Cuba aspires to be in the top 20 of the medals table with "no less than five gold medals". GETTY IMAGES

Despite defectors, Cuba aspires to be included in the top 20 of the medal table in Paris 2024 although they are one of the smallest delegations in its Olympic history, with the hope placed on the fighter Mijaín López who seeks his fifth consecutive gold.

"We are going to be among the top 20 countries in the medal table" of the Olympic Games, Oscar Nuevo, senior director of the Sports Institute (INDER), said this Wednesday during a meeting with journalists in Havana.

One of the best cards in the delegation is the Greco-Roman wrestling legend Mijaín López, a mass of muscle and almost two metres tall.

He is "extremely focused for his fifth Olympic gold medal, which will be historic," said the head of Greco-Roman wrestling coaches in Cuba, Raúl Trujillo.



If he achieves the feat, 41-year-old Mijaín would become the only athlete to win five Olympic golds in a row in the same category in an individual sport. Other stars of the stature of the judoka Idalys Ortiz, the boxers Julio César La Cruz and Arlen López and the shooter Leuris Pupo appear as spark plugs of the delegation, made up of 62 athletes in 16 sports.

This is the fourth smallest Cuban delegation since the triumph of the revolution in 1959. Cuba went to Tokyo 2020 with 69 athletes in 15 sports. But the historical Olympic power of Latin America also has a crop of young people in its plenitude, such as the Tokyo champion wrestler Luis Orta, the canoeist Yarisleidis Cirilo, the triple jumper Leyanis Pérez and the taekwondo player Rafael Alba, all Olympic or world medalists with lineage to climb to the podium.

To get to Paris, these athletes overcame the worst economic crisis in their country in three decades, with a consequent wave of escapes in Cuban sports. According to official figures, from 2022 to the end of last year, 187 high-performance athletes had migrated. Star figures such as boxers Andy Cruz, Yoenlis Feliciano Hernández and Robeisy Ramírez, triple jumpers Jordan Díaz and Andy Díaz, and discus thrower Yaimé Pérez, some representing other nations today, left.

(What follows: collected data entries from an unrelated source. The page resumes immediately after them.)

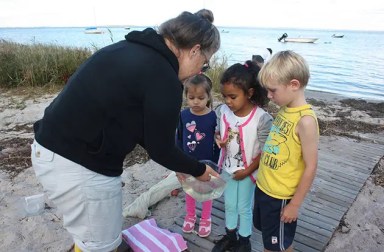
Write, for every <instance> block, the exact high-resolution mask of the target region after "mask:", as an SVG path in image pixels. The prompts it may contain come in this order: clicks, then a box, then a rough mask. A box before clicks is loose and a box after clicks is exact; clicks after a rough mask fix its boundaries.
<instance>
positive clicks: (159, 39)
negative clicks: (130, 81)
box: [125, 28, 179, 73]
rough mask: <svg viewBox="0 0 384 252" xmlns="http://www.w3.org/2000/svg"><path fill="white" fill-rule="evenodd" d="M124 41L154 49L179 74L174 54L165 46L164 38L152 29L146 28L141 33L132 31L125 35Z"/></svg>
mask: <svg viewBox="0 0 384 252" xmlns="http://www.w3.org/2000/svg"><path fill="white" fill-rule="evenodd" d="M125 39H126V40H127V41H128V42H132V43H137V44H141V45H144V46H147V47H150V48H152V49H154V50H155V51H157V52H158V53H160V54H161V55H163V56H164V58H166V59H167V60H168V61H169V63H170V64H171V66H172V68H173V69H175V71H176V73H177V72H179V62H178V60H177V58H176V56H175V54H174V53H173V52H172V51H171V50H170V49H169V48H168V46H167V45H166V44H165V40H164V38H163V37H162V36H161V35H159V34H158V33H157V32H156V31H155V30H154V29H152V28H147V29H145V30H143V31H132V32H130V33H128V34H127V35H125Z"/></svg>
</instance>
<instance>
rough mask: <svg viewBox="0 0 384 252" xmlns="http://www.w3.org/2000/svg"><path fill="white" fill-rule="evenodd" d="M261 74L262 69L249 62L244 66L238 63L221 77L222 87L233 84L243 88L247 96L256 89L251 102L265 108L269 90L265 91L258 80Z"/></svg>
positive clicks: (249, 60)
mask: <svg viewBox="0 0 384 252" xmlns="http://www.w3.org/2000/svg"><path fill="white" fill-rule="evenodd" d="M259 72H260V67H259V66H258V65H256V64H255V63H253V62H252V61H250V60H248V61H246V62H245V63H244V65H243V64H240V63H236V64H234V65H232V66H230V67H229V68H228V69H227V70H225V72H224V73H223V75H222V76H221V79H220V83H221V85H225V84H233V85H235V86H237V87H239V88H241V89H242V90H243V91H244V93H245V94H248V91H249V89H250V88H253V89H254V92H253V95H252V96H251V98H250V100H251V101H252V102H253V103H254V104H256V105H258V106H260V107H264V106H265V105H266V104H267V103H268V102H269V99H268V97H267V94H268V92H267V90H266V89H264V88H263V87H262V86H261V85H260V82H259V80H258V78H257V76H258V74H259Z"/></svg>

Tokyo's monarch canoeist Fernando Dayán also fled, who recently joined the Refugee Team with another Cuban, Ramiro Mora, an unprecedented event for the Caribbean island.



Five golds

Even with the losses of elite athletes, Cuba closed in the top-5 of the medal table at the Santiago 2023 Pan American Games. To be among the top 20 Olympic powers, it must achieve "no less than five gold medals," said José Antonio Miranda, director of High Performance at Inder. 

"It's a big challenge," he noted.

Sports authorities have said that Cuba prepared a "critical route" to Paris, with a selective philosophy, to give personalized attention to 19 athletes who will carry the greatest responsibility for the Cuban medal table in Paris. The Cuban delegation, whose average age is 27 years, will arrive in Paris with four Tokyo champions, but did not achieve its goal of bringing between 70 and 80 competitors.

Athletics and wrestling are the disciplines in which the largest number of athletes managed to qualify, while boxing, which historically featured a full team and was baptised as "the Flagship" of Cuba, only classified five fighters.



The new locomotive

Displacing boxing, wrestling has become the new engine of Cuban sport thanks to Mijaín, five-time world champion, and the 2023 world champions from Belgrade, Gabriel Rosillo and Luis Orta, the latter chosen as the best Greek fighter. of the world last year by the International Federation (UWW).

In Paris "I am going to repeat it: It is a goal that can be achieved," said López, who has not competed in the last two years, but has prepared intensely to fight for his fifth consecutive crown.

Despite its absence in Los Angeles-1984 and Seoul-1988, Cuba has 235 Olympic medals (84-69-82) and occupies 16th place in the historical medal table, at the forefront of Latin America, ahead of Brazil, which files ( 37-42-71).